After initially helping Riccardo Zanella and his Autonomist Association, Ossoinack later founded the Autonomist League (Lega autonoma) with the Hungarian loyalist grouping.

In 1916 he was nominated (rather than elected) as the deputy from Fiume in the Hungarian Parliament. On 18 October 1918, at the end of the First World War, Ossoinack claimed the right of self-determination for Fiume in the Hungarian parliament. In this capacity he was also allowed to represent Fiume at the Paris Peace Conference, 1919 on 3 March 1919, being presented as the "last deputy of Fiume at the Hungarian Parliament".

Ossoinack was a local entrepreneur with business and political contacts. He financed all the political organisation of Fiume including the autonomists of Maylender and Zanella. He spoke several languages and, having studied economics in London, was fluent in English.

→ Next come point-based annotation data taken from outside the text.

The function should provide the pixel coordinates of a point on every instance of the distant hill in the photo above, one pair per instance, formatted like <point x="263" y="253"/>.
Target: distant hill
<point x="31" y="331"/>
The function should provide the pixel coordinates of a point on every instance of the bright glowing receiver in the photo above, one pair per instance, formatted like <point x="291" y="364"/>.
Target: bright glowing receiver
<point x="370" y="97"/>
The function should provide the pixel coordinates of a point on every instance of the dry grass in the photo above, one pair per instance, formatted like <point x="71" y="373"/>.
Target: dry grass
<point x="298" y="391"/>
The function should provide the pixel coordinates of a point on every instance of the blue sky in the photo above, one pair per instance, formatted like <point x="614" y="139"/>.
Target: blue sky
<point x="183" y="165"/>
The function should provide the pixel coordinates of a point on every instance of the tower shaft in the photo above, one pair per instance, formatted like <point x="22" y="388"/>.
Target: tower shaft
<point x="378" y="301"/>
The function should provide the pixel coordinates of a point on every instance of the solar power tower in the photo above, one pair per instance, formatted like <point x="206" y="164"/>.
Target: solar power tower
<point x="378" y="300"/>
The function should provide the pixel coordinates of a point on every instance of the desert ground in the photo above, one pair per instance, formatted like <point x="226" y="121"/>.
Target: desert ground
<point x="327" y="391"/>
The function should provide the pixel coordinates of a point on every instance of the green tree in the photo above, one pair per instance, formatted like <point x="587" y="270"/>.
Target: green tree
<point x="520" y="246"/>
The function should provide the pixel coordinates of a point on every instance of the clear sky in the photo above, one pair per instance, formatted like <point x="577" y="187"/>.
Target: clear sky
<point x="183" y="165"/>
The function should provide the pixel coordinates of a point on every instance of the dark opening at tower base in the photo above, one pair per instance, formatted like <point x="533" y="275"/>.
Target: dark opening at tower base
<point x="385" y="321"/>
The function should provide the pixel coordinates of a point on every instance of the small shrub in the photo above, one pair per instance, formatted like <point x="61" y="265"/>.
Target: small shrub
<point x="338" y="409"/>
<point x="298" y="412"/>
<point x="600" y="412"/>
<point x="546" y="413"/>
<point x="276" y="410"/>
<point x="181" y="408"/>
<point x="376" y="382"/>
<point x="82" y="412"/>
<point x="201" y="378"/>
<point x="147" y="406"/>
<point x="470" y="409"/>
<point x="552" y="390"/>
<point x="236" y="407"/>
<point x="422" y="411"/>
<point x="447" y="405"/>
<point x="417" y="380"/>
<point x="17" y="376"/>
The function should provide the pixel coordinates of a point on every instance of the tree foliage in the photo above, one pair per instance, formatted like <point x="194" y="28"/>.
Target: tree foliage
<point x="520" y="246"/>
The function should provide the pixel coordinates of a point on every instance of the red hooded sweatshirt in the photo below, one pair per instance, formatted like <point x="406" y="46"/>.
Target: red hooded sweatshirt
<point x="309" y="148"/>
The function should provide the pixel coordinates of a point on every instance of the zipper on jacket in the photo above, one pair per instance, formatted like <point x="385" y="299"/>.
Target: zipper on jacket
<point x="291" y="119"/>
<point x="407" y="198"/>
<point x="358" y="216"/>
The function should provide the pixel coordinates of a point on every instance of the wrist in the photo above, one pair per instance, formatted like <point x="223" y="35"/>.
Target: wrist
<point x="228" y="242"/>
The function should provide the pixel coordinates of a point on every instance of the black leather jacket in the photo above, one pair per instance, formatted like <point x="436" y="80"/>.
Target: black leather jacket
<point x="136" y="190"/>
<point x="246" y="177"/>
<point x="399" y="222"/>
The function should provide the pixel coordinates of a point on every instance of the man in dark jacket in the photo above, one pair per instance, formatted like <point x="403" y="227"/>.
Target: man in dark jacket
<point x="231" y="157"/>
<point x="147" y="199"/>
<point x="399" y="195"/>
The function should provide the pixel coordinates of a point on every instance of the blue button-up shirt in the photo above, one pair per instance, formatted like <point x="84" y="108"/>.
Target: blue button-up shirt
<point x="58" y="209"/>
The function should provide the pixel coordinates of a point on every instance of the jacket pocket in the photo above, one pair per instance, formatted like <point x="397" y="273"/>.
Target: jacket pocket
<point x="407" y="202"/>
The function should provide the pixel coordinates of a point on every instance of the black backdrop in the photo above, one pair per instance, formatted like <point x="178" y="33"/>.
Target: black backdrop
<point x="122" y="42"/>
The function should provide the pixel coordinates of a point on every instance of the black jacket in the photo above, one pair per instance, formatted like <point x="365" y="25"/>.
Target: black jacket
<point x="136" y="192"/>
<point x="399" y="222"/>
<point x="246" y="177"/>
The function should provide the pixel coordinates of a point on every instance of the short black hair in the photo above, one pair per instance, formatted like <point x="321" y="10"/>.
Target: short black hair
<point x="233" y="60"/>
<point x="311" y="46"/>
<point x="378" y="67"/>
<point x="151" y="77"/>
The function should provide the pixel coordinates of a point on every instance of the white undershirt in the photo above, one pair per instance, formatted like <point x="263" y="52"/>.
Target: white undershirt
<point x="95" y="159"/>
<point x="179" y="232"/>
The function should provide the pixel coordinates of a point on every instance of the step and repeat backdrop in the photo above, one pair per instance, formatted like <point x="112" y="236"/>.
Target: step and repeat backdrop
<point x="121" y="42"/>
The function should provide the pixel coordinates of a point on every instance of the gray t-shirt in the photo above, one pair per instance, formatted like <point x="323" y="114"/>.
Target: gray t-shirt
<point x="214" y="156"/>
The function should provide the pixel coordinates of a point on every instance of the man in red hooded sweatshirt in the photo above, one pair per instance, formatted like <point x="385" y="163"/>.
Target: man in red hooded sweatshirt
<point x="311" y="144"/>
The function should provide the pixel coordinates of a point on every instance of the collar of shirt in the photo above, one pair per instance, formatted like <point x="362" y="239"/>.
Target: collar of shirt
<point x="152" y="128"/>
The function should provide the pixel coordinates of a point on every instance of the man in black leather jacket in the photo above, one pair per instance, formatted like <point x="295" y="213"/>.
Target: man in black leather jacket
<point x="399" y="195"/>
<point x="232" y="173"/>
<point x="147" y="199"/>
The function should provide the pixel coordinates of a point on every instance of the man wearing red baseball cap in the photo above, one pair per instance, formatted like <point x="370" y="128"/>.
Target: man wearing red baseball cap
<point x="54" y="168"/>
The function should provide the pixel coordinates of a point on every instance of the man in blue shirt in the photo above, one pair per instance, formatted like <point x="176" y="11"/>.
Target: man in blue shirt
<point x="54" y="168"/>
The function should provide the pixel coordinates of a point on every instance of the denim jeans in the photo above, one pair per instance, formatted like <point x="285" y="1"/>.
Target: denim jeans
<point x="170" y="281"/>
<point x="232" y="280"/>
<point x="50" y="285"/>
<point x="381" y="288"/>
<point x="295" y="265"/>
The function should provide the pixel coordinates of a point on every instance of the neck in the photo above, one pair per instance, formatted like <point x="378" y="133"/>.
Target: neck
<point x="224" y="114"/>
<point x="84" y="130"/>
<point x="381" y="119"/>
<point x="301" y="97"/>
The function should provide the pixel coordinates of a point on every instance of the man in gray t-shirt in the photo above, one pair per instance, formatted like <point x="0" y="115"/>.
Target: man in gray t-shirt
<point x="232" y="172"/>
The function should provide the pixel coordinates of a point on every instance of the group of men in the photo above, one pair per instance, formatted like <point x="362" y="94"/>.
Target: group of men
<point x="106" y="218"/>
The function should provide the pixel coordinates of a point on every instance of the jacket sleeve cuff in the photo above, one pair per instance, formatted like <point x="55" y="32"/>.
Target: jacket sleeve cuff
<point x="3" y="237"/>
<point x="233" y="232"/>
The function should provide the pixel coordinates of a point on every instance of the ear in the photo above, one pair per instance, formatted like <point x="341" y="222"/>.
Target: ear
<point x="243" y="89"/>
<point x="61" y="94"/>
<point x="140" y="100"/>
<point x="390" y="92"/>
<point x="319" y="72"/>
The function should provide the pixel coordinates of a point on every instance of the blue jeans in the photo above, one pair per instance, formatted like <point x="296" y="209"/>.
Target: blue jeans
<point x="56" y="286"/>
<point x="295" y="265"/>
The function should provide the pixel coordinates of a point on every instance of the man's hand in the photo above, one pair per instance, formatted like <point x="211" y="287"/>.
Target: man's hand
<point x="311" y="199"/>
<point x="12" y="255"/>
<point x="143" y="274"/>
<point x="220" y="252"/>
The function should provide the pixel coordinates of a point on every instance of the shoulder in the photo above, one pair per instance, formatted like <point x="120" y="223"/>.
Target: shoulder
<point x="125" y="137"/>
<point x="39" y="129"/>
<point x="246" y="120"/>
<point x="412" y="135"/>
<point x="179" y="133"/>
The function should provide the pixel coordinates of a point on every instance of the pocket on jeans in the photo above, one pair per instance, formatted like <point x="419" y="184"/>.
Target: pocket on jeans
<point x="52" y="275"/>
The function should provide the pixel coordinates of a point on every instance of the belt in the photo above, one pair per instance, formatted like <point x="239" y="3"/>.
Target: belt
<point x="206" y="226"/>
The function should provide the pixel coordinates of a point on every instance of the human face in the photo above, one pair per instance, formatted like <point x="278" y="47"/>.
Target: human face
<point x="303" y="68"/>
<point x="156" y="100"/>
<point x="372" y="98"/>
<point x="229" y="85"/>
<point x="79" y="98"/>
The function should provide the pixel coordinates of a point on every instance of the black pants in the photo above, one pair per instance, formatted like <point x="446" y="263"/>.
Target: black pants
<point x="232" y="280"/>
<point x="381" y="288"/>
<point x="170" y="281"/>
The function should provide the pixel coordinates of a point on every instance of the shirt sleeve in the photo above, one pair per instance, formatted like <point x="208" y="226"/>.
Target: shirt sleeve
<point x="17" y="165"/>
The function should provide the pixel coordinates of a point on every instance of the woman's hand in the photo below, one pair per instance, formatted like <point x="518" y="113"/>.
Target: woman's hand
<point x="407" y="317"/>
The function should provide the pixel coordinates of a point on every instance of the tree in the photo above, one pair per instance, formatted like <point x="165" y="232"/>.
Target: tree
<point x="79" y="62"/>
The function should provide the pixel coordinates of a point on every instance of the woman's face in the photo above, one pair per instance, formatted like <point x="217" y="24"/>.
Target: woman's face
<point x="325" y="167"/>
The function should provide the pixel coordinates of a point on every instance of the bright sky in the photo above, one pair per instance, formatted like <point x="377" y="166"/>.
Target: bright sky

Ossoinack came to the Conference with a Memorandum from the CNI expressing views similar to those presented in Budapest. The document begins with the statement that a profoundly unjust political system (the Habsburg Monarchy) founded on the principle of divide et impera had finally broken up, leading to the formation of several new states, including Fiume. It was stated that, "The State of Fiume is a living fact: none can deny it, as none can deny existence of a Hungary or of a Yugoslavia. Fiume exercises all the functions of State; this has been communicated to the governments of Europe and America; it freely develops all the functions of administration". On this basis a sovereign political body, a functioning state, had the right to be annexed to Italy, since this was the will of the majority of the population.

Ossoinack met with United States President Woodrow Wilson on 4 April 1919, a day after the meeting of the Council of Four where Wilson resolutely opposed Italian claims to Fiume. Wilson added also new requirements: self-determination in the eastern Adriatic area to produce economically viable outcomes. Ossoinack produced an economic-based argument for the annexation of Fiume to Italy, attempting to show that annexation was the best economic solution for Fiume. Openly he proclaimed that the free port was economically non-viable: he said it could have been made competitive only with lower operating costs. This was not the case; the port of Fiume prospered only because it was generously subsidised by the Hungarian government and this would end if it gained independence. Fiume needed a state prepared to invest in the city economy concerning the port. In his reply to Ossoinack, Wilson proposed that Fiume had to be proclaimed a Free State, as a new solution.

When the British delegate Balfour refused the project of annexing Fiume, the Italian delegation of Orlando and Sonnino left the conference in protest on 24 April 1919.